El descenso marcó uno de los momentos más críticos de toda la misión. La nave ingresó a la atmósfera terrestre a velocidades superiores a los 38 mil kilómetros por hora, generando temperaturas extremas de hasta 2,700 grados Celsius debido a la fricción.

Durante esta fase, la cápsula quedó envuelta en plasma, lo que provocó un apagón temporal de comunicaciones de varios minutos, un procedimiento esperado por los ingenieros de la NASA.

Una vez superado el reingreso, la nave desplegó una serie de paracaídas que permitieron reducir la velocidad para un descenso controlado hasta el mar. Finalmente, la cápsula amerizó en una zona del Pacífico cercana a San Diego, donde equipos de rescate ya se encontraban desplegados para recuperar a la tripulación.

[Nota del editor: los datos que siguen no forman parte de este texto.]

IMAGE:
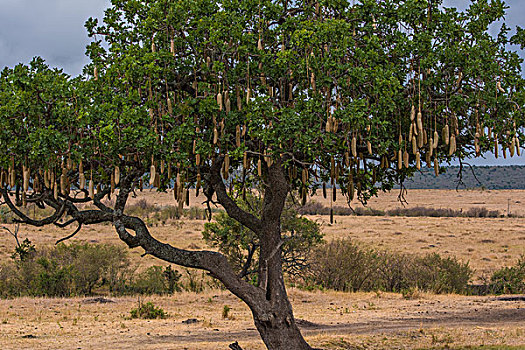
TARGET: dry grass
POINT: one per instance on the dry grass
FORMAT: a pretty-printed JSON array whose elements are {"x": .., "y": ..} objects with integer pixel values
[{"x": 338, "y": 321}]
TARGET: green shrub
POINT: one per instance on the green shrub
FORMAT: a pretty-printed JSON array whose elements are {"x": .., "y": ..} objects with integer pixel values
[
  {"x": 148, "y": 311},
  {"x": 509, "y": 280},
  {"x": 346, "y": 266},
  {"x": 156, "y": 280}
]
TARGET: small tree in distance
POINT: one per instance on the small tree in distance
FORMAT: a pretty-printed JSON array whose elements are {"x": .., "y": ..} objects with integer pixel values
[{"x": 227, "y": 96}]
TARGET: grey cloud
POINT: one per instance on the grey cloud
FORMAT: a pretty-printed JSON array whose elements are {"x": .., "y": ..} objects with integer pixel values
[{"x": 53, "y": 29}]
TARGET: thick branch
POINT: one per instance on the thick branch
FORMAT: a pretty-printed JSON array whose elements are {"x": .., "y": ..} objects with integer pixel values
[{"x": 26, "y": 219}]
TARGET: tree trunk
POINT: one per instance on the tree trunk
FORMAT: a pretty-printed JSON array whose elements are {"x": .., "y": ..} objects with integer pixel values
[
  {"x": 279, "y": 331},
  {"x": 276, "y": 324}
]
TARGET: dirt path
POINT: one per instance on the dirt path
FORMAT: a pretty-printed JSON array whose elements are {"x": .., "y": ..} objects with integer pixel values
[
  {"x": 495, "y": 317},
  {"x": 329, "y": 320}
]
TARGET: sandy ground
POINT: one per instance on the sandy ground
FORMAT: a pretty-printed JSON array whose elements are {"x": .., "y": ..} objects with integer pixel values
[{"x": 331, "y": 320}]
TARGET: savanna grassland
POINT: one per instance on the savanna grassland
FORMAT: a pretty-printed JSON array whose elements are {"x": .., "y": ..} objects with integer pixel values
[{"x": 331, "y": 320}]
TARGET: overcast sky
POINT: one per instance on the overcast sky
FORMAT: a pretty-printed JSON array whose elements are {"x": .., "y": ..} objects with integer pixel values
[{"x": 54, "y": 30}]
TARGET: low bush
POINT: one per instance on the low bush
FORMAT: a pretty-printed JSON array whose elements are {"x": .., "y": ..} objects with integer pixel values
[
  {"x": 81, "y": 269},
  {"x": 346, "y": 266},
  {"x": 148, "y": 311},
  {"x": 316, "y": 208},
  {"x": 444, "y": 212}
]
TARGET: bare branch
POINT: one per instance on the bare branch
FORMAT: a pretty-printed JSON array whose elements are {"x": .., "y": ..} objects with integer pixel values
[
  {"x": 71, "y": 235},
  {"x": 26, "y": 219}
]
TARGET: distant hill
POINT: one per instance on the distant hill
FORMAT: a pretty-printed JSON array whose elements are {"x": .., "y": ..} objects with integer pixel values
[{"x": 490, "y": 177}]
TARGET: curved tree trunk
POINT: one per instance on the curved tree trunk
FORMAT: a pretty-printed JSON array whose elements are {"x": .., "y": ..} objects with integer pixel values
[{"x": 276, "y": 324}]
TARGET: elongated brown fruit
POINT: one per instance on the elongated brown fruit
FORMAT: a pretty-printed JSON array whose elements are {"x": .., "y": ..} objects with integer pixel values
[
  {"x": 82, "y": 181},
  {"x": 112, "y": 183},
  {"x": 63, "y": 184},
  {"x": 91, "y": 189},
  {"x": 452, "y": 145},
  {"x": 152, "y": 174},
  {"x": 25, "y": 174},
  {"x": 117, "y": 175},
  {"x": 219, "y": 101},
  {"x": 420, "y": 122},
  {"x": 215, "y": 135},
  {"x": 199, "y": 181},
  {"x": 446, "y": 134}
]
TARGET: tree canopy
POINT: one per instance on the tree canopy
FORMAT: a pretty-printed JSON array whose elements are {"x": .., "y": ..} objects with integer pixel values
[{"x": 285, "y": 96}]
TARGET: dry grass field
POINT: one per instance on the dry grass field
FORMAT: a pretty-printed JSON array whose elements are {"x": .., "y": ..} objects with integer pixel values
[{"x": 329, "y": 320}]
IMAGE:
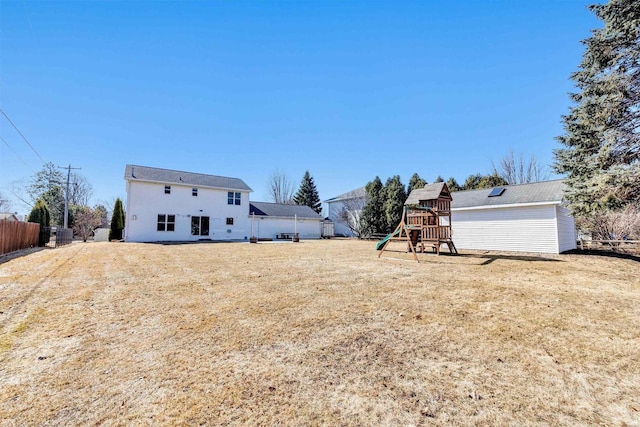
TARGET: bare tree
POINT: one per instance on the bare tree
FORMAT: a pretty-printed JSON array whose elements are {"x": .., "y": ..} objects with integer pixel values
[
  {"x": 350, "y": 215},
  {"x": 80, "y": 190},
  {"x": 618, "y": 225},
  {"x": 86, "y": 220},
  {"x": 515, "y": 169},
  {"x": 280, "y": 188}
]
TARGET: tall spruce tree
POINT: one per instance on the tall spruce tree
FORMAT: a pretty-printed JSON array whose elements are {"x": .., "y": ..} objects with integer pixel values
[
  {"x": 117, "y": 221},
  {"x": 395, "y": 197},
  {"x": 307, "y": 194},
  {"x": 601, "y": 153},
  {"x": 415, "y": 182},
  {"x": 373, "y": 217}
]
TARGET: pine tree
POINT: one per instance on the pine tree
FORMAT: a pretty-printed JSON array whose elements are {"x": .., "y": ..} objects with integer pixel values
[
  {"x": 395, "y": 197},
  {"x": 601, "y": 153},
  {"x": 415, "y": 182},
  {"x": 373, "y": 217},
  {"x": 117, "y": 221},
  {"x": 307, "y": 194}
]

Los cuatro astronautas —Reid Wiseman, Victor Glover, Christina Koch y Jeremy Hansen— fueron rescatados con éxito y trasladados para evaluaciones médicas, reportándose en buen estado de salud tras la misión.

Este viaje representa el primer vuelo tripulado en las cercanías de la Luna desde la histórica misión Apollo 17, y constituye un paso clave dentro del programa Artemis, que busca llevar nuevamente al ser humano a la superficie lunar en los próximos años.

Además de su relevancia histórica, la misión permitió probar sistemas fundamentales como el escudo térmico, soporte de vida y maniobras de navegación en el espacio profundo, elementos esenciales para futuras misiones hacia la Luna e incluso Marte.